All of that probably sounds convoluted and messy. And it is, which is kind of the point. Classic private dick, noir stories have a tradition of convolution, coincidence and contradictions. And here, it also works to put the audience on the same uneven footing as the perpetually high, dazed and confused Doc. Like The Big Lewbowski or Miller’s Crossing, too close scrutiny will probably reveal the odd loose thread with no explanation, but it just doesn’t matter. Not everything in Inherent Vice is supposed to make perfect sense, or come neatly wrapped with a bow at the end.

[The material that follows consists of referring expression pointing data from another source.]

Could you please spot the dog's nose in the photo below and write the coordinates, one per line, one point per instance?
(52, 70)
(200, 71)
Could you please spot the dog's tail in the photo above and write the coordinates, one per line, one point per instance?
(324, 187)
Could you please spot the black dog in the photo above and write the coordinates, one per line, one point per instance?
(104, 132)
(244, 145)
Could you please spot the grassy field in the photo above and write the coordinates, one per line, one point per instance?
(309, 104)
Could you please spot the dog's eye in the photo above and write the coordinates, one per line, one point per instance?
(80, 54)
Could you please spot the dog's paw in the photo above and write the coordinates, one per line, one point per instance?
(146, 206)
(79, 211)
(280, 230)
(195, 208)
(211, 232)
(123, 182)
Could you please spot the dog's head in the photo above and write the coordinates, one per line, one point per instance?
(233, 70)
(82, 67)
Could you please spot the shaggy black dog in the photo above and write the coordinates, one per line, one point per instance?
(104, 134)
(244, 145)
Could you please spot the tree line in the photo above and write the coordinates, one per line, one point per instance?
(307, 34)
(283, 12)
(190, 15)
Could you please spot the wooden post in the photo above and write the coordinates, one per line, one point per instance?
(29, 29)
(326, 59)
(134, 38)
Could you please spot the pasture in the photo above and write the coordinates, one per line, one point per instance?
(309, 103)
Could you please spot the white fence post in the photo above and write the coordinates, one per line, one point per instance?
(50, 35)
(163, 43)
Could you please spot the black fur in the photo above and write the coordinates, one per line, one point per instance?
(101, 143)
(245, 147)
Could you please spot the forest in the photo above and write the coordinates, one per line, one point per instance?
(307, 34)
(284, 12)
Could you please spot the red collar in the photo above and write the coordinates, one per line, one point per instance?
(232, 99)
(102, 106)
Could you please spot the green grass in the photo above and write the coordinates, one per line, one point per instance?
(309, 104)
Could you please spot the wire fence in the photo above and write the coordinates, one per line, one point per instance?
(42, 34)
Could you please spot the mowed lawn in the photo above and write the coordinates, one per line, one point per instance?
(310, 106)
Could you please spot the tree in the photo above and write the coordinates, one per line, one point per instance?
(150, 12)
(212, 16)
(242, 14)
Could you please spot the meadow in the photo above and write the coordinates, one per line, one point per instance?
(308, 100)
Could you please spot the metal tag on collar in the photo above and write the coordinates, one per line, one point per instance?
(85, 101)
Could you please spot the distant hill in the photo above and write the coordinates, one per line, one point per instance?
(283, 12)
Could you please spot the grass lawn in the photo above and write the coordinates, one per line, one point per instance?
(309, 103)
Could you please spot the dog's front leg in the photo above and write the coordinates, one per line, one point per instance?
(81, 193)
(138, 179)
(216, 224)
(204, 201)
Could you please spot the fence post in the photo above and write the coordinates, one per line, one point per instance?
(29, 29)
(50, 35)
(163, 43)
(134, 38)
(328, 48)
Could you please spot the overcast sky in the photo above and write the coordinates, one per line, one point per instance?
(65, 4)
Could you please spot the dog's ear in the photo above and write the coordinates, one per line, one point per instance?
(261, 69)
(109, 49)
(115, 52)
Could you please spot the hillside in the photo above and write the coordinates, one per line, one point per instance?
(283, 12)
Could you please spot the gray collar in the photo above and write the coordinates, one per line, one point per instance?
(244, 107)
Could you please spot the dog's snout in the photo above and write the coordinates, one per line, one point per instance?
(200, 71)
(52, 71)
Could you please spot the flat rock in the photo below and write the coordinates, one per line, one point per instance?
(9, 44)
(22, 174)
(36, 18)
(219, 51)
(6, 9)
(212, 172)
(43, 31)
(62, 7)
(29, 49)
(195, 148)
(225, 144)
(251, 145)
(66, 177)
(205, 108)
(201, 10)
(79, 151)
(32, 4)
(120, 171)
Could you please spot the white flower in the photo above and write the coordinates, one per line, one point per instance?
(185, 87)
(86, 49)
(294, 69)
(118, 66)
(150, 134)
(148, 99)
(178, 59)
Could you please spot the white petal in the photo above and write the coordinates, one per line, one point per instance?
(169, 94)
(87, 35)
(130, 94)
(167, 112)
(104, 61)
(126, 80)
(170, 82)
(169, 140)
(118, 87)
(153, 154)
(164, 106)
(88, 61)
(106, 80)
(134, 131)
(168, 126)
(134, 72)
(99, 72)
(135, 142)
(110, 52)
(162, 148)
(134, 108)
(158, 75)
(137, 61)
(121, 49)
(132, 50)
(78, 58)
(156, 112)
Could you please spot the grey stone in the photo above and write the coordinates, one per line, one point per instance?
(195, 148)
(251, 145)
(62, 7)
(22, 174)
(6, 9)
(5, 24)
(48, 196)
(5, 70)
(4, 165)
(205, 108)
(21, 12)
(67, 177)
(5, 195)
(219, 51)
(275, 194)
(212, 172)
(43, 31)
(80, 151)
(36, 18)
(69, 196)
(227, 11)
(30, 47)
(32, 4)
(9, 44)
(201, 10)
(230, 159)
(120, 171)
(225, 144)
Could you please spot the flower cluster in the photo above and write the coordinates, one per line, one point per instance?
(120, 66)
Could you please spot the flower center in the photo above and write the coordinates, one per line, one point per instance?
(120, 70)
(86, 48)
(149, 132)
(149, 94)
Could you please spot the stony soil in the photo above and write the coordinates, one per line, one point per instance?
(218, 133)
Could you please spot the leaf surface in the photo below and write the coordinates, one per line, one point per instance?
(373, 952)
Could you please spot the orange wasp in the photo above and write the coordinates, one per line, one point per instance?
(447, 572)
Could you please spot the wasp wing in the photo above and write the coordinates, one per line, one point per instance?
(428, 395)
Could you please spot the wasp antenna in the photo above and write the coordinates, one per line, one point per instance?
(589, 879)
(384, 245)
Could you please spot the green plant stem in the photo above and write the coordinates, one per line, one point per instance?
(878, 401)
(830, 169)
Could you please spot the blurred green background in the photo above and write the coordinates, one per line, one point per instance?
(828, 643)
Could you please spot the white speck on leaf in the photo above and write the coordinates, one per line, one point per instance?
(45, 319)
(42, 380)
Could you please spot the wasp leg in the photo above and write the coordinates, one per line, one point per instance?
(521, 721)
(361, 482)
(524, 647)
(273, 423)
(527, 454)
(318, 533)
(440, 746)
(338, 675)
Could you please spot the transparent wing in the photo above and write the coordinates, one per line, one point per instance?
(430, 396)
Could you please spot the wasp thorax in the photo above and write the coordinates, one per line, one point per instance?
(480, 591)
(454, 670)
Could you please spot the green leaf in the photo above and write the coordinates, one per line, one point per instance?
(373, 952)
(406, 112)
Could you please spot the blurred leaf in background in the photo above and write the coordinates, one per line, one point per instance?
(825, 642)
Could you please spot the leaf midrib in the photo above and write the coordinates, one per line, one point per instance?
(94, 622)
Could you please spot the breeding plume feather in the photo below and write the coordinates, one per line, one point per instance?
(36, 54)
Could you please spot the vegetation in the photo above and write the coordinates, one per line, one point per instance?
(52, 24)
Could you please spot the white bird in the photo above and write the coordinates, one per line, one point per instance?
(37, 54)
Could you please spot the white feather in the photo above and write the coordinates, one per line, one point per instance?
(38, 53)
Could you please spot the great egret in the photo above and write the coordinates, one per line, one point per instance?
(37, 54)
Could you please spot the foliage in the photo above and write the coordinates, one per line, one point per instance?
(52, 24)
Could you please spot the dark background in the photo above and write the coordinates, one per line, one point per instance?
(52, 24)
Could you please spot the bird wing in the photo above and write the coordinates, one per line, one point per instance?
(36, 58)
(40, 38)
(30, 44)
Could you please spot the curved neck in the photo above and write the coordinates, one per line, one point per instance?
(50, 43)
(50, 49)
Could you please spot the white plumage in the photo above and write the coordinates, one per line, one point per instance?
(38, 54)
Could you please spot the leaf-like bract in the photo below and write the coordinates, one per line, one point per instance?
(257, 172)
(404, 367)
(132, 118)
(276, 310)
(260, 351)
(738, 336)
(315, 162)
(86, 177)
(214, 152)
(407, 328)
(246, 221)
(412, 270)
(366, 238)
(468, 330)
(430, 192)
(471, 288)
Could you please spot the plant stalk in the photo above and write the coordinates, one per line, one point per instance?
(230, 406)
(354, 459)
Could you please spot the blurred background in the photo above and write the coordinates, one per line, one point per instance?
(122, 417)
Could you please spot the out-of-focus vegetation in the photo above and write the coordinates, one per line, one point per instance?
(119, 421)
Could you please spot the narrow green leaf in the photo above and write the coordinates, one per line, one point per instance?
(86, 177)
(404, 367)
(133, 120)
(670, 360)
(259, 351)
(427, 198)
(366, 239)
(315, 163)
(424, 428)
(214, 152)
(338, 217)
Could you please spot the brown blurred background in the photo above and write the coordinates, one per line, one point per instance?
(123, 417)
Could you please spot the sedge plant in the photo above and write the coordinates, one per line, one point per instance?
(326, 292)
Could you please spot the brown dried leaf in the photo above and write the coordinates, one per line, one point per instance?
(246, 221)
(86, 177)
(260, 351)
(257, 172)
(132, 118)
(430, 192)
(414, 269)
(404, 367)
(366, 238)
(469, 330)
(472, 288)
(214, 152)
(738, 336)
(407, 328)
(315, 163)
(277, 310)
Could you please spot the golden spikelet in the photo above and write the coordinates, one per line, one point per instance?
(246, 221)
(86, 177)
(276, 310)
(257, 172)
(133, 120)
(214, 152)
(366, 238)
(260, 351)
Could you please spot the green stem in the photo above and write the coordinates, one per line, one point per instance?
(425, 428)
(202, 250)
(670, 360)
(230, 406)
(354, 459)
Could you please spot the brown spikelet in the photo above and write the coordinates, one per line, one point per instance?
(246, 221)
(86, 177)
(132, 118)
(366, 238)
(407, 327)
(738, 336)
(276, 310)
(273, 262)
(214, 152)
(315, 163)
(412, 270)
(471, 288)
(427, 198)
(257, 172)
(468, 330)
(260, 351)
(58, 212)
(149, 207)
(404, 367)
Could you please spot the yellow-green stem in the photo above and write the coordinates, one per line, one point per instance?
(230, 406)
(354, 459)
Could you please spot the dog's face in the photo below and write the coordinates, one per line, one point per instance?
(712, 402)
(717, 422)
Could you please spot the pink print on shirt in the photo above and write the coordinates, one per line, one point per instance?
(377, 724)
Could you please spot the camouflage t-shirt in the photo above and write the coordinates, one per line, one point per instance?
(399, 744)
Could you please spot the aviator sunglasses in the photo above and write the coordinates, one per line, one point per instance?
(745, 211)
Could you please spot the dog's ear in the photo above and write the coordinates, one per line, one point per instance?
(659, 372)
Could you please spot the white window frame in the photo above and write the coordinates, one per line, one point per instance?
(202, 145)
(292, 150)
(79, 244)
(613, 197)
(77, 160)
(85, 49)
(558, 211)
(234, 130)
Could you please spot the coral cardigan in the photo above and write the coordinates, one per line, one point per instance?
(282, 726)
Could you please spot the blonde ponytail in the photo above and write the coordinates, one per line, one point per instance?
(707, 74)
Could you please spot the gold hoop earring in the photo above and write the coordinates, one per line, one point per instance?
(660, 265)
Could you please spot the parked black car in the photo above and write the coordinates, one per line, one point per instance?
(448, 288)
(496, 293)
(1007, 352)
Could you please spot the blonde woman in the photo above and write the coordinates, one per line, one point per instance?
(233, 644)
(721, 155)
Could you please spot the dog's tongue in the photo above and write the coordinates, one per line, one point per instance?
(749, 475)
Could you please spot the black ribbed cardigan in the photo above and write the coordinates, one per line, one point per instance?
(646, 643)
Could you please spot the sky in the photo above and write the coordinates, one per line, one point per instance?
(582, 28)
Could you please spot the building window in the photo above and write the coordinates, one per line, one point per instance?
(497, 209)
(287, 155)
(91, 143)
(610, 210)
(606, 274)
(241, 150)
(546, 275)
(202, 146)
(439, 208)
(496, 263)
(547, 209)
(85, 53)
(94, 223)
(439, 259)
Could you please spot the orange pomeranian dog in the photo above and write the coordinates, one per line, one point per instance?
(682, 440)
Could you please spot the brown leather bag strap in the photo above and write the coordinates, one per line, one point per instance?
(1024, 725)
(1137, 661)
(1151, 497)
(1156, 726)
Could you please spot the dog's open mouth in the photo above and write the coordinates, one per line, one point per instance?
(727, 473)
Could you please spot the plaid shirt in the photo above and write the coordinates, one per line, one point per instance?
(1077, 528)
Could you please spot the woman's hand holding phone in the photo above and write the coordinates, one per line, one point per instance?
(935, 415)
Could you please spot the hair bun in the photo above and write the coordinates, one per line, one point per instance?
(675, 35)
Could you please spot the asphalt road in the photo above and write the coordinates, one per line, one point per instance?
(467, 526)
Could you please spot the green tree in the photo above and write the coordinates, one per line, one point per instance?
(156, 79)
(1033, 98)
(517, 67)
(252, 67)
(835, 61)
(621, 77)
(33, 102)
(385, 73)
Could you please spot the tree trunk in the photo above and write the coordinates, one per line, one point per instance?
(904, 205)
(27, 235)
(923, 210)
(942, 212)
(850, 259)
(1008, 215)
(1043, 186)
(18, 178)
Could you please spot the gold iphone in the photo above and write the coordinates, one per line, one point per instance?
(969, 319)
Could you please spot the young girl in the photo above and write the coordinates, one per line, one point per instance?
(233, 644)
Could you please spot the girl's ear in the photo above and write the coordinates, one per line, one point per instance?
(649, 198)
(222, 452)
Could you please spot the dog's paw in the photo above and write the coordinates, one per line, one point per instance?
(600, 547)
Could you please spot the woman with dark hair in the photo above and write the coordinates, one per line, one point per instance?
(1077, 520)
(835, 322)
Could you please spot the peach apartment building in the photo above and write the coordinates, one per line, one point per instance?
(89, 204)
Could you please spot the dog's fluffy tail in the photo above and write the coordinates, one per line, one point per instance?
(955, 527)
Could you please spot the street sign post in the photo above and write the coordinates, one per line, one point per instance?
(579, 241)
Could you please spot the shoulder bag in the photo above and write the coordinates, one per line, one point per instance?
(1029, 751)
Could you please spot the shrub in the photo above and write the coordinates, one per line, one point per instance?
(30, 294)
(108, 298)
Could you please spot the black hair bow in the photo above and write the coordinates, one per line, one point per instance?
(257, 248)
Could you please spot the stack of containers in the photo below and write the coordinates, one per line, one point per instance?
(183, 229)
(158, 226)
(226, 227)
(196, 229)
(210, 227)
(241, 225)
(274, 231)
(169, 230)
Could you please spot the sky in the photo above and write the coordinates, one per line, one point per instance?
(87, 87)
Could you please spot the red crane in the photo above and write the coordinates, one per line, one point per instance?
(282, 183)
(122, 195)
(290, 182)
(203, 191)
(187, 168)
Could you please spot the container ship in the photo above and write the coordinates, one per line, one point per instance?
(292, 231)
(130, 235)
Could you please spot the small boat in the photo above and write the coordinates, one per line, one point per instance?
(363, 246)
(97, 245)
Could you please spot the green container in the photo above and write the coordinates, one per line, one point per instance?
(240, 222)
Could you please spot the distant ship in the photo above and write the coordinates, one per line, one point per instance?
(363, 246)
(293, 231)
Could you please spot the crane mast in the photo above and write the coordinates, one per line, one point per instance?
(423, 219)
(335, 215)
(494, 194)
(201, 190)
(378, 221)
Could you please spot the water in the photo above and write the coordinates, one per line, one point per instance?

This is a world populated with ludicrously character names like Petunia Leeway, Buddy Tubeside, Suancho Climax, Rudy Blatnoyd, Chuck Beaverton and Crocker Fenway. It’s a world where every character is a ‘Doper’, or pusher, or pimp, or hard boiled cop. It’s a world of 70s sleaze and hippie idealism. It’s not quite as funny and goofy as the trailer had me thinking it would be, but Inherent Vice is a loose, random world we don’t see in movies often enough. It won’t be remembered as one of Anderson’s best, although after the seriousness of There Will Be Blood and The Master, it is a great reminder of how versatile he is a as a film maker and story teller.